Soluções já foram apontadas. A primeira: minha direção tem que trabalhar, cumprir o seu horário (quarenta horas semanais). Não cumpre. A minha direção tem que ser mais responsável, mais participativa dos problemas da escola. Não é. Ela precisa se preocupar com a qualidade de ensino, em criar um ambiente organizado e educativo no qual as pessoas tenham o desejo de ensinar e aprender, professores não queiram sair, alunos não peçam transferência. Não o faz.
Conversas já foram feitas entre direção, funcionários e professores da escola. Não resolveram. Documentos já foram protocolados junto à direção, cobrando que esta faça o seu trabalho. Nada feito. Denúncias, reclamações já foram apresentadas à Diretoria de Ensino para que esta situação se modifique, a direção seja responsabilizada. Nada aconteceu. A diretora de minha escola possui, há mais de dois anos, dois processos administrativos na Secretaria de Educação e, nada feito. Continua na Direção de nossa escola como se nada estivesse acontecendo.
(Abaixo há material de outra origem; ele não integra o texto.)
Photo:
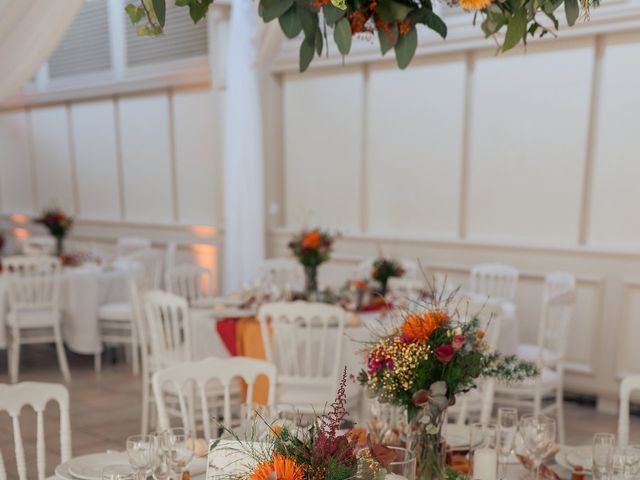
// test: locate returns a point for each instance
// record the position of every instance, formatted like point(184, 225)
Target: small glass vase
point(430, 449)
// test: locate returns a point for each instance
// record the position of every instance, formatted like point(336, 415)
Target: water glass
point(483, 451)
point(603, 449)
point(140, 450)
point(538, 436)
point(507, 430)
point(118, 472)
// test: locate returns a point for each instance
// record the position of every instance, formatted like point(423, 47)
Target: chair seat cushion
point(116, 311)
point(529, 353)
point(33, 318)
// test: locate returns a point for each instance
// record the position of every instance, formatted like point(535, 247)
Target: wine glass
point(140, 452)
point(603, 449)
point(507, 429)
point(180, 445)
point(538, 435)
point(118, 472)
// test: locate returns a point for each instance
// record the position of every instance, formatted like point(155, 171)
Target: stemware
point(180, 446)
point(538, 435)
point(507, 429)
point(603, 449)
point(140, 449)
point(118, 472)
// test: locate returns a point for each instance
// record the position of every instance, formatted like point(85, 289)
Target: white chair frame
point(181, 378)
point(35, 394)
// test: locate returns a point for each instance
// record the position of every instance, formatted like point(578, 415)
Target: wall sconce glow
point(203, 230)
point(19, 219)
point(21, 233)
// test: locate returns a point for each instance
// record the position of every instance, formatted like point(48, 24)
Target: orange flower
point(280, 468)
point(311, 240)
point(475, 4)
point(418, 328)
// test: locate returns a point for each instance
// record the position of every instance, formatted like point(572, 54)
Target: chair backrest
point(38, 245)
point(150, 263)
point(304, 342)
point(189, 281)
point(558, 303)
point(627, 386)
point(168, 327)
point(284, 273)
point(410, 267)
point(128, 245)
point(203, 373)
point(35, 394)
point(497, 281)
point(32, 282)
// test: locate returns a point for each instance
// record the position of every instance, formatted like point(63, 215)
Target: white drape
point(29, 31)
point(244, 239)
Como ter prazer de trabalhar num ambiente desses em que a impunidade, o descaso e a injustiça imperam? Onde estabilidade é sinônimo de imunidade? Onde os que trabalham profissionalmente, os que querem aprender são punidos e os que gozam, os que se aproveitam das brechas do serviço público são premiados? O que fazer?
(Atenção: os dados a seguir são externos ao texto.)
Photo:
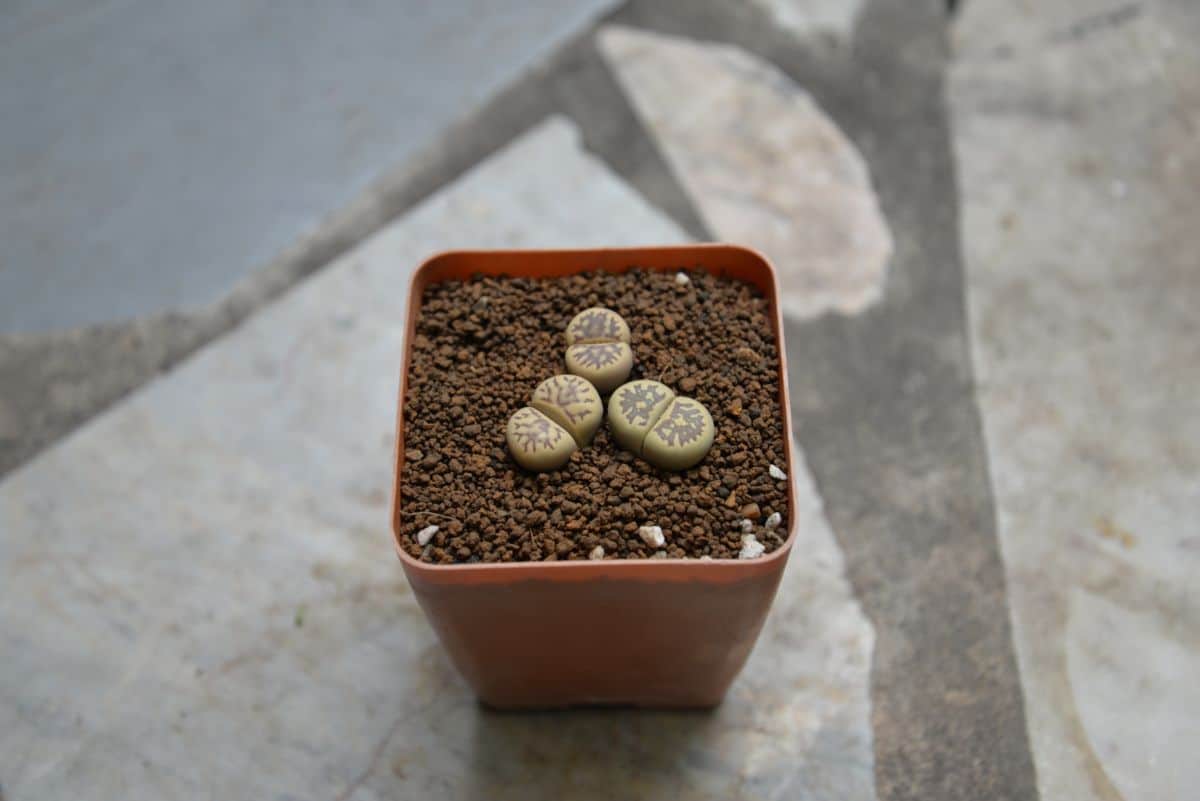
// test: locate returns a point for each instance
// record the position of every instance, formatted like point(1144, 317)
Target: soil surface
point(481, 348)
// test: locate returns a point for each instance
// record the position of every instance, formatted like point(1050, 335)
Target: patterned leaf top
point(683, 423)
point(534, 431)
point(599, 355)
point(637, 402)
point(573, 395)
point(597, 324)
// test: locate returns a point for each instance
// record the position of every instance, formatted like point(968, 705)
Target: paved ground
point(999, 481)
point(154, 154)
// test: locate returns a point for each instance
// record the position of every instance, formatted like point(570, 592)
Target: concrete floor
point(154, 154)
point(999, 493)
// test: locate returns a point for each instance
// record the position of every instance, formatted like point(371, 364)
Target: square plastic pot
point(660, 632)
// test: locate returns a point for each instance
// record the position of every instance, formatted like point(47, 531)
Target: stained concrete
point(154, 154)
point(51, 383)
point(885, 408)
point(1077, 138)
point(765, 164)
point(198, 592)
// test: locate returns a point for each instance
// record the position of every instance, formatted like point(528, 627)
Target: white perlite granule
point(425, 535)
point(751, 548)
point(652, 535)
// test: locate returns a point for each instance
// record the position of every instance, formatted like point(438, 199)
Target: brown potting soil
point(480, 349)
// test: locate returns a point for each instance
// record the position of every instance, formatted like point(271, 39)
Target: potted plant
point(531, 624)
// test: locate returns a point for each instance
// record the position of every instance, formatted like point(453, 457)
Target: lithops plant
point(537, 441)
point(563, 415)
point(634, 409)
point(670, 432)
point(598, 348)
point(573, 403)
point(597, 324)
point(682, 435)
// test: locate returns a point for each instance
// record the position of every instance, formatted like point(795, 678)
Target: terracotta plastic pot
point(661, 632)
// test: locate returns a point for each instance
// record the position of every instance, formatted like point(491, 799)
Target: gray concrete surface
point(1075, 151)
point(1080, 170)
point(245, 630)
point(49, 383)
point(154, 154)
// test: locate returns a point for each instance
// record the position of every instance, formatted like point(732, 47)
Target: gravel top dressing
point(480, 350)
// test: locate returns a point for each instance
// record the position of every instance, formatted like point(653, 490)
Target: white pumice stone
point(605, 363)
point(634, 409)
point(682, 435)
point(751, 548)
point(652, 535)
point(597, 324)
point(537, 441)
point(573, 403)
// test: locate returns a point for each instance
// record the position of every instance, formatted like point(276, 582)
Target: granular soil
point(484, 344)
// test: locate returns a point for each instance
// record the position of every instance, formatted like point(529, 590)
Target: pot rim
point(606, 568)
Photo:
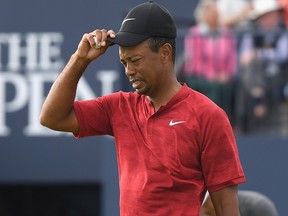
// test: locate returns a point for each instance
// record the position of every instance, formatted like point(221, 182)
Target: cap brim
point(127, 39)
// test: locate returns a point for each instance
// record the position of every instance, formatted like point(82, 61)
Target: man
point(172, 143)
point(251, 203)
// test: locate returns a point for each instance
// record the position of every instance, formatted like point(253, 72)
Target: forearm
point(225, 201)
point(59, 102)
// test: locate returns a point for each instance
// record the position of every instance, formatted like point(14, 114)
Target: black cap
point(143, 21)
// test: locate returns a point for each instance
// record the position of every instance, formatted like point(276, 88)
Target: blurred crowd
point(237, 55)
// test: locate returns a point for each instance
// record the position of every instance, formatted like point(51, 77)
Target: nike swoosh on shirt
point(128, 19)
point(174, 123)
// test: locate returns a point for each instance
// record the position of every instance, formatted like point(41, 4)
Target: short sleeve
point(93, 117)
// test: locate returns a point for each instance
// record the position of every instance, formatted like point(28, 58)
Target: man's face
point(143, 68)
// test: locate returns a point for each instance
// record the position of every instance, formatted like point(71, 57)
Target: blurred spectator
point(210, 56)
point(284, 4)
point(251, 203)
point(234, 14)
point(263, 54)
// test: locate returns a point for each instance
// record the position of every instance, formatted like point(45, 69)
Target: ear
point(166, 53)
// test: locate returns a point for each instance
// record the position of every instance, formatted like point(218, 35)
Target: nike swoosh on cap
point(128, 19)
point(171, 123)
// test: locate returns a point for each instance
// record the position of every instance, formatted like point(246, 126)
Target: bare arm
point(225, 201)
point(57, 111)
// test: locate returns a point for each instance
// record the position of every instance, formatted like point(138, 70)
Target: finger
point(111, 34)
point(95, 38)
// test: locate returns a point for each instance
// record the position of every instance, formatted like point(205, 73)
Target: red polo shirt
point(169, 158)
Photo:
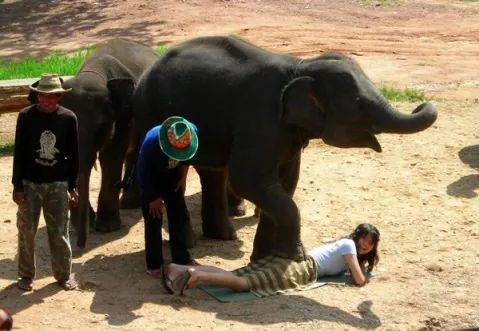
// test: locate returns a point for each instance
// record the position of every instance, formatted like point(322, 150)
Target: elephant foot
point(224, 232)
point(258, 255)
point(130, 201)
point(107, 222)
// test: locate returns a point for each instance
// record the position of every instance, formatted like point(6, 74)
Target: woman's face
point(365, 245)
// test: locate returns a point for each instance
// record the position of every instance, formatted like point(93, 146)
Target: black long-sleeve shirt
point(46, 147)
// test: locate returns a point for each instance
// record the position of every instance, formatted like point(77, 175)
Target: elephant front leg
point(265, 238)
point(111, 162)
point(131, 197)
point(214, 206)
point(236, 204)
point(279, 228)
Gostaria que você me ajudasse a responder esta questão, perguntando à Secretaria de Educação do Estado de São Paulo como que um funcionário que apresenta tamanha incompetência, irresponsabilidade e descompromisso com o serviço público pode continuar a frente da direção de uma escola? É possível?
Precisamos transformar a educação. Resolver os problemas de cada escola, já e um começo.
Atenciosamente,
Rodrigo Ciríaco
Professor de História, com muito prazer.
Um comentário:
Leio a tua carta com sentimentos entrecruzados de admiração, indignação, desânimo e de é-preciso-gritar-ainda-que-sozinho-loucamente. Abraço forte.